Pathophysiology of migraine--new insights.

Current theories propose that the primary dysfunction in migraine occurs within the CNS and that this evokes changes in blood vessels within pain-producing intracranial meningeal structures that give rise to headache pain. Migraine is now thought of as a neurovascular disorder. It has been proposed that genetic abnormalities may be responsible for altering the response threshold to migraine specific trigger factors in the brain of a migraineur compared to a normal individual. The exact nature of the central dysfunction that is produced in migraineurs is still not clear and may involve spreading depression-like phenomena and activation of brain stem monoaminergic nuclei that are part of the central autonomic, vascular and pain control centers. It is generally thought that local vasodilatation of intracranial extracerebral blood vessels and a consequent stimulation of surrounding trigeminal sensory nervous pain pathways is a key mechanism underlying the generation of headache pain associated with migraine. This activation of the 'trigeminovascular system' is thought to cause the release of vasoactive sensory neuropeptides, especially CGRP, that increase the pain response.

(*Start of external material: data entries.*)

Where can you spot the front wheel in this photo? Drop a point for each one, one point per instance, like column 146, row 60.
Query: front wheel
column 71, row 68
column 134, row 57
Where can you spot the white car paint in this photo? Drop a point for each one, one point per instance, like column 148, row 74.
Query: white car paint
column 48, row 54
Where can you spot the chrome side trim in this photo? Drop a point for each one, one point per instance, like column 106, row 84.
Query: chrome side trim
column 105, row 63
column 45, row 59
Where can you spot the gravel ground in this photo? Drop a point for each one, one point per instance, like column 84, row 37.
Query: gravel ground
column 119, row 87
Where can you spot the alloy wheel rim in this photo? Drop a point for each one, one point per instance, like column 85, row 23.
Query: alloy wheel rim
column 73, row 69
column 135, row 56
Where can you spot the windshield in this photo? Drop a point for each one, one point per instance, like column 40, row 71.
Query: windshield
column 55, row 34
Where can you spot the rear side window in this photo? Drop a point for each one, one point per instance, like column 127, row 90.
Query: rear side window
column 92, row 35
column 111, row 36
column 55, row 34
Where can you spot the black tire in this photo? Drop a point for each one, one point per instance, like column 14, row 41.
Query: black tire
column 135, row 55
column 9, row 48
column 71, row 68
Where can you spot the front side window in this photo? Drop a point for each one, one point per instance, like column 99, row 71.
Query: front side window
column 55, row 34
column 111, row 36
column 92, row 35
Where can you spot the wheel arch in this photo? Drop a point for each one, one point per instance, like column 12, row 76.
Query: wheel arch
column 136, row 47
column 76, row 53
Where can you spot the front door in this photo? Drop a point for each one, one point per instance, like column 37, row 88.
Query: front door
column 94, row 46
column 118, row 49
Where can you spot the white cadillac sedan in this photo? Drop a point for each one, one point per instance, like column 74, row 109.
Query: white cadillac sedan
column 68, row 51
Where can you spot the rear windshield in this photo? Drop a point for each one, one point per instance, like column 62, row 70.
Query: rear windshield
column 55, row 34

The activated trigeminal nerves convey nociceptive information to central neurons in the brain stem trigeminal sensory nuclei that in turn relay the pain signals to higher centers where headache pain is perceived. It has been hypothesized that these central neurons may become sensitized as a migraine attack progresses. The 'triptan' anti-migraine agents (e.g. sumatriptan, rizatriptan, zolmitriptan naratriptan) are serotonergic agonists that have been shown to act selectively by causing vasoconstriction through 5-HT1B receptors that are expressed in human intracranial arteries and by inhibiting nociceptive transmission through an action at 5-HT1D receptors on peripheral trigeminal sensory nerve terminals in the meninges and central terminals in brain stem sensory nuclei. These three complementary sites of action underlie the clinical effectiveness of the 5-HT1B/1D agonists against migraine headache pain and its associated symptoms.